Kepala Pusat Data, Informasi dan Komunikasi Kebencanaan Badan Nasional, Abdul Muhari, memastikan operasi pencarian dan pertolongan tim SAR gabungan masih terus dilanjutkan, khususnya di wilayah provinsi serta kabupaten dan kota yang masih memperpanjang status tanggap darurat.
“Hari ini terdapat penambahan korban meninggal dunia dari Aceh Utara sebanyak 10 jiwa, sehingga total korban jiwa per 3 Januari 2026 mencapai 1.167 orang,” ujar Muhari.
Ia menyampaikan duka mendalam atas jatuhnya korban jiwa dan menegaskan seluruh jajaran BNPB terus berupaya maksimal mendukung penanganan darurat di wilayah terdampak.
Sementara itu, jumlah pengungsi dilaporkan menurun signifikan dalam dua hari terakhir dengan total pengungsi saat ini mencapai 257.780 jiwa yang tersebar di pengungsian resmi maupun pengungsian mandiri.

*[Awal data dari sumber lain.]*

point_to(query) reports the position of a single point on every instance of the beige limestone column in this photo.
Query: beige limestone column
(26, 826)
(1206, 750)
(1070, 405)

“Total saat ini data kami menunjukkan pengungsi berjumlah 257.780 jiwa,” ucapnya.
Sebagian besar pengungsi yang masih bertahan berasal dari rumah dengan kerusakan berat atau hanyut, sementara pembersihan permukiman rusak ringan hingga sedang terus dilakukan secara intensif.